The applications arise out of a business venture involving the parties. It is clear from submissions made to me by his counsel Mr. Edwards that the 1st applicant has been the person who has paid much of the capital to the venture. In the meantime, the parties have fallen apart and there are real arguments between them as to who is entitled to various assets and perhaps more particularly who is entitled to the product being produced by the company. It is unfortunately the case that the disputes between the parties will not be able to be heard until at least the middle of next year and I am concerned that the assets previously held by the parties being preserved pending that time. The applicants have not filed a statement of claim but have undertaken, to file and serve statement of claim by 12:30 on Wednesday 2.12.09. According to rule 22.7, if an application is one of extreme urgency, the court may make an order upon the applicant undertaking to issue a writ within a specified time and that undertaking is to be endorsed at the foot of the application for injunction. I see no reason why in this case that cannot be done now. There will be an order accordingly that the applicants' counsel attend to that forthwith.
The applicants have filed a draft order all directed to the issue of preservation of assets and ensuring that the company in which they are minority shareholders shall not take any further steps to have them removed as directors. As I say, the whole intent of the orders sought is to preserve the position pending final resolution. As I have indicated, the court is concerned in terms of American Cyanimid Co v Ethicon Ltd [1975] AC 396, to address the following matters, the applicants are to establish a good arguable claim and then establish that there is a serious question to be tried, if they are able to establish that then the court must as a matter of discretion determine the matter on the balance of convenience. I have heard lengthy submissions from counsels outlining the background to this matter. I have no idea at this stage what is likely to be the final outcome but certainly, the applicants have an arguable claim to preserve their interest in the company and assets at this stage. I am also satisfied that there are serious questions to be tried this being the case, I am satisfied that this is an appropriate case for the court's discretion to be exercised in favour of granting the draft orders based on the balance of convenience which as I've already noted I perceived to be to preserve assets pending the final outcome. There will be cost in the cause and order that the applicants' counsel attend on the Registrar and endorsed an undertaking in terms of the order already made on 23 November namely that the applicants will file and serve a statement of claim by 12:30 pm Wednesday 2 December 2009.
Leave to apply for further directions on 48 hours notice.

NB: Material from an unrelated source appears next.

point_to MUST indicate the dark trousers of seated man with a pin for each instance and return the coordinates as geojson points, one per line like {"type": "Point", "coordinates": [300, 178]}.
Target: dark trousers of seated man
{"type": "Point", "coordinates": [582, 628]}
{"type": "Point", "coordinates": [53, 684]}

Mr. Fusitu'a raises the question whether some further orders should be made in respect of the orders numbers 2 and 4 of the order dated 23 November 2009. Pointing out that until those position is known with regards to each of those matters it would be difficult prepare a statement of claim. I don't accept that, the statement of claim will still be prepared but without the precise figures. More importantly though is the question, what time should be given to the respondents to attend to both those two matters? Mr. Fusitu'a points out that the respondents are both at default. Mr. Fusitu'a raises the point that orders numbers 2 and 6 have not been complied with, that the respondents are therefore in default. Mr. Edwards says that he has done what he can to get the documents; his client apparently is not being helpful as it should be. The question, what is to be done? If the orders are not obeyed then the respondents are in default and are liable to penalty accordingly. I therefore direct that the respondents are to comply with these orders by 4:30 pm on Monday next. If they fail to do so, then it will be for the applicants to take whatever further action they see fit.
There will be one final order that either party or any party may seek further directions on 38 days notice.